Voici la méthode que nous appliquons, sur les travaux de plomberie et mécanique de tuyauterie comme sur la remise en eau d’une chaufferie, pour sortir l’air d’un circuit et l’y garder dehors.
Outils requis
- Manomètre fiable sur l’appoint et au point bas du circuit.
- Vanne réductrice de pression (appoint) réglable et boyau de remplissage.
- Robinets de purge en bout de chaque boucle de retour (ou flexibles de purge temporaires).
- Compresseur ou manomètre à pneu pour vérifier la pré-charge du vase d’expansion.
- Eau d’appoint traitée — voir plus loin la note sur la qualité de l’eau.
⚠ Sécurité
Avant toute intervention, cadenasser l’alimentation du brûleur et des circulateurs. Un remplissage se fait sur un circuit froid : ne jamais introduire d’eau d’appoint froide dans un échangeur encore chaud, sous peine de choc thermique. Et ne dépassez jamais la pression de tarage de la soupape de sûreté pendant la purge — une purge « énergique » qui fait cracher la soupape n’est pas un succès, c’est un signal d’arrêt.
1. Cartographier et isoler les boucles
La première erreur est de vouloir remplir tout le circuit d’un coup. L’eau prend le chemin le plus facile, emprisonne l’air dans les branches mortes et vous laisse avec des boucles à moitié pleines. Repérez d’abord chaque boucle, ses robinets de purge en bout de retour et ses purgeurs hauts. On purge ensuite une boucle à la fois, en isolant les autres : c’est plus lent à décrire, beaucoup plus rapide à exécuter, et surtout plus fiable.
2. Vérifier le vase d’expansion avant de remplir
Le vase d’expansion se contrôle circuit vide, côté air. Sa pré-charge doit être égale à la pression de remplissage à froid que vous allez viser. Si la pré-charge est trop basse, l’eau entre dans le vase dès le remplissage et il ne reste plus de volume pour absorber la dilatation : la pression grimpera anormalement à chaud et la soupape finira par cracher. C’est un réglage de deux minutes qui se fait avant la mise en eau, jamais après.
3. Calculer la pression de remplissage à froid
Oubliez le « 12 psi » universel. La pression de remplissage à froid se calcule selon la hauteur du bâtiment : prenez la hauteur du point le plus élevé du circuit au-dessus du manomètre, divisez-la par 2,31, puis ajoutez environ 4 psi pour garantir une légère pression positive au sommet — assez pour que les purgeurs hauts évacuent l’air au lieu d’aspirer de l’air parasite. Sur une tour, cette valeur peut largement dépasser la pression d’un système résidentiel. Réglez la vanne réductrice d’appoint sur ce chiffre, pas sur une habitude.

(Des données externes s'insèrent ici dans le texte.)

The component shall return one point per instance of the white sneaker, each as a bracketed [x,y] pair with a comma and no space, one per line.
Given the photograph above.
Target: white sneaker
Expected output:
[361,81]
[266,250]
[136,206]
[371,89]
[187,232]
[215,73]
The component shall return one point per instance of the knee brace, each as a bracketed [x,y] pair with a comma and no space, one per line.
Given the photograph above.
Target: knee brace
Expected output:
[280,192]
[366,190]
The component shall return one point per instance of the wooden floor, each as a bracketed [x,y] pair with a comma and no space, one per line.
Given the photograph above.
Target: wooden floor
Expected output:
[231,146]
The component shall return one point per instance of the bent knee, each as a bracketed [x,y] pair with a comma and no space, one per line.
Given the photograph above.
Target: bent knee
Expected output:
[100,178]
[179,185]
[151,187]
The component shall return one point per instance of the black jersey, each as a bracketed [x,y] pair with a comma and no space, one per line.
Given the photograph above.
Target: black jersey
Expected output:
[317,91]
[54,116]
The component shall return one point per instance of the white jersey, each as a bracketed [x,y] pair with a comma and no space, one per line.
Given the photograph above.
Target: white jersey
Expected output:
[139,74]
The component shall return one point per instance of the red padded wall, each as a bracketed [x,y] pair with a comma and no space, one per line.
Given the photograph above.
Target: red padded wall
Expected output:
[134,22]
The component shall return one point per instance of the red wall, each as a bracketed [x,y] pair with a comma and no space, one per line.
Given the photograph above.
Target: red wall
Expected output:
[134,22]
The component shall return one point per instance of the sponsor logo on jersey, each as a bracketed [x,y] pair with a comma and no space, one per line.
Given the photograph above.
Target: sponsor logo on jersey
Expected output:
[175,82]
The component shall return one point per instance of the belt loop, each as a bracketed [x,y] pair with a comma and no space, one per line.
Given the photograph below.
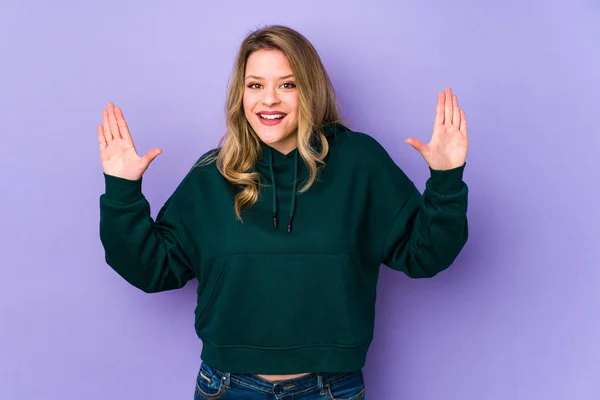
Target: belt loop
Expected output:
[320,384]
[227,379]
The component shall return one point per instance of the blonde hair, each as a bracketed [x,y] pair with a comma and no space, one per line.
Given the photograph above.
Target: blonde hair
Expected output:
[240,148]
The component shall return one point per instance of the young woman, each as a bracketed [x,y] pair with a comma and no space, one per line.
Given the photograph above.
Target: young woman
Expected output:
[285,226]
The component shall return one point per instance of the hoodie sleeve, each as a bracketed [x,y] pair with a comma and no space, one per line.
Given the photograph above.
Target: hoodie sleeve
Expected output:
[146,253]
[427,231]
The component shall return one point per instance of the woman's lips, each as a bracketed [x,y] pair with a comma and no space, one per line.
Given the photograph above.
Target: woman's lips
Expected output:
[270,122]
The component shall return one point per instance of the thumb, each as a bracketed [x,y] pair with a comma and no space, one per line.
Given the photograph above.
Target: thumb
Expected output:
[151,155]
[417,145]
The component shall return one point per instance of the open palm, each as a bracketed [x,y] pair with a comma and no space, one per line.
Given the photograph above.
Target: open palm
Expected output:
[449,142]
[117,151]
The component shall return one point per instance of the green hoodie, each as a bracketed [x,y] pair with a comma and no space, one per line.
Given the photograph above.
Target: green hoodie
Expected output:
[291,289]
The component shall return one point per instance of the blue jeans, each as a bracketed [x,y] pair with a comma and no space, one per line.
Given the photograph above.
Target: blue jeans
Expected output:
[213,384]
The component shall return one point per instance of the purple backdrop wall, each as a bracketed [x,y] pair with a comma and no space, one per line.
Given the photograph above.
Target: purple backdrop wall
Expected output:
[516,317]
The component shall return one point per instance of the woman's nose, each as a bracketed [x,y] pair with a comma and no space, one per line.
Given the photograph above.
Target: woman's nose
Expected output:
[270,96]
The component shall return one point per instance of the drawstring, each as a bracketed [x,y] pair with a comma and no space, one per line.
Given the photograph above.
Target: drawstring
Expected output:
[293,192]
[292,206]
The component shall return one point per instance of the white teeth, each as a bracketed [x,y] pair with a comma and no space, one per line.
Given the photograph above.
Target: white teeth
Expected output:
[274,116]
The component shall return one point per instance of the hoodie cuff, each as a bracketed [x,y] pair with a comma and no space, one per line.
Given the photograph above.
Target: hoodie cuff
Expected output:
[122,190]
[448,181]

4. Remplir par le bas, une boucle à la fois
On remplit par le point bas et on pousse l’eau vers le haut : l’eau qui monte chasse l’air devant elle vers les purgeurs et les robinets de purge, au lieu de le piéger. Ouvrez l’eau d’appoint, dirigez le débit dans la première boucle, et laissez couler au robinet de purge de retour jusqu’à obtenir un filet clair, continu, sans bulles. Fermez, passez à la boucle suivante. Profitez-en pour partir d’une eau d’appoint correctement traitée : un remplissage est le moment idéal pour soigner le traitement de l’eau du circuit, car l’eau brute introduit oxygène et minéraux qui attaqueront ensuite échangeurs et circulateurs.

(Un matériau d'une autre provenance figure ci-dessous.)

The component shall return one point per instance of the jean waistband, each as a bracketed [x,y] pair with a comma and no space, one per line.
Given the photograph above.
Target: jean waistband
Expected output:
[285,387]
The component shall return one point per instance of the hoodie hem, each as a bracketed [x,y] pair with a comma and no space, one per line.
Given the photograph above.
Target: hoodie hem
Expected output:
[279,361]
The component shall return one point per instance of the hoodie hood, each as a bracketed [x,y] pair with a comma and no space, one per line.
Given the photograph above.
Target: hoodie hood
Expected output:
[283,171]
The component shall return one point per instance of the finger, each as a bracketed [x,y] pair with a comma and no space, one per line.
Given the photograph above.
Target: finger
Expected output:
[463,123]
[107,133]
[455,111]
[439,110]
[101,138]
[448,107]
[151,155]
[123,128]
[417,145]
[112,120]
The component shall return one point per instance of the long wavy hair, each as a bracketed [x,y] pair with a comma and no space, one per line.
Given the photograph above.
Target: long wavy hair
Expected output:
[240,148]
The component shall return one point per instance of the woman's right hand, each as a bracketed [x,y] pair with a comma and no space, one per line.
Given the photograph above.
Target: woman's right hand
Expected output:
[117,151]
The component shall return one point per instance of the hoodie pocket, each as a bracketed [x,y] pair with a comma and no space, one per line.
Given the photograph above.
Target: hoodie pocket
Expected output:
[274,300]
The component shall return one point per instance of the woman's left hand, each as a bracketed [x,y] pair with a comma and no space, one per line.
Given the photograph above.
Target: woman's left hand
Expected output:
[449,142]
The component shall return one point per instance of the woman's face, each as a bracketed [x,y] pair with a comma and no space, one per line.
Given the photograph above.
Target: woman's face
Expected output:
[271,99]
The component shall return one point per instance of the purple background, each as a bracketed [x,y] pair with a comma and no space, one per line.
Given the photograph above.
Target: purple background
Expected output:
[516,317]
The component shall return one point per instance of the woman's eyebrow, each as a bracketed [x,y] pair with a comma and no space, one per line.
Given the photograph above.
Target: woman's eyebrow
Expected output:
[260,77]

5. Chasser l’air libre, circulateur arrêté
L’essentiel de la purge se fait pompe à l’arrêt. À l’arrêt, l’air profite de sa flottabilité naturelle pour remonter aux points hauts, où les purgeurs peuvent l’évacuer ; la pompe en marche, au contraire, brasse les bulles et les disperse dans tout le réseau. Maintenez une pression de départ un peu supérieure à la cible, car elle chutera à mesure que l’air sort. La purge forcée retire ainsi plus de 95 % de l’air libre du circuit. Ne démarrez les circulateurs qu’une fois le gros de l’air sorti — et n’oubliez pas qu’un circulateur qui tourne dans l’air se dégrade vite, raison de plus pour vérifier l’entretien des pompes et circulateurs après toute remise en eau.
6. Stabiliser, dégazer puis documenter
La purge forcée ne sort pas l’air dissous dans l’eau. C’est là que travaille le séparateur micro-bulles, idéalement placé sur l’aller chaud, en sortie de chaudière : en chauffant, l’eau retient moins de gaz et relâche ses bulles, que le séparateur capte en continu. Ce dégazage prend du temps — souvent plusieurs jours —, pas une après-midi. Montez donc le circuit en température, laissez-le tourner, puis revenez vérifier la pression à froid une fois le système dégazé : elle aura presque toujours baissé. Réajustez l’appoint à la valeur calculée, consignez la pression à froid, la pré-charge du vase et les valeurs relevées au dossier. Ce dossier vaut de l’or à la prochaine intervention.
Les erreurs qui font revenir le technicien
Trois fautes reviennent sans cesse : remplir tout le circuit d’un coup (au lieu de boucle par boucle), oublier de vérifier la pré-charge du vase avant la mise en eau, et confondre purge forcée et dégazage — déclarer le travail « fini » le jour même alors que l’air dissous mettra des jours à sortir. Une quatrième, plus discrète, est de remplir à une eau non traitée : le circuit part propre… et se dégrade de l’intérieur dès le premier hiver.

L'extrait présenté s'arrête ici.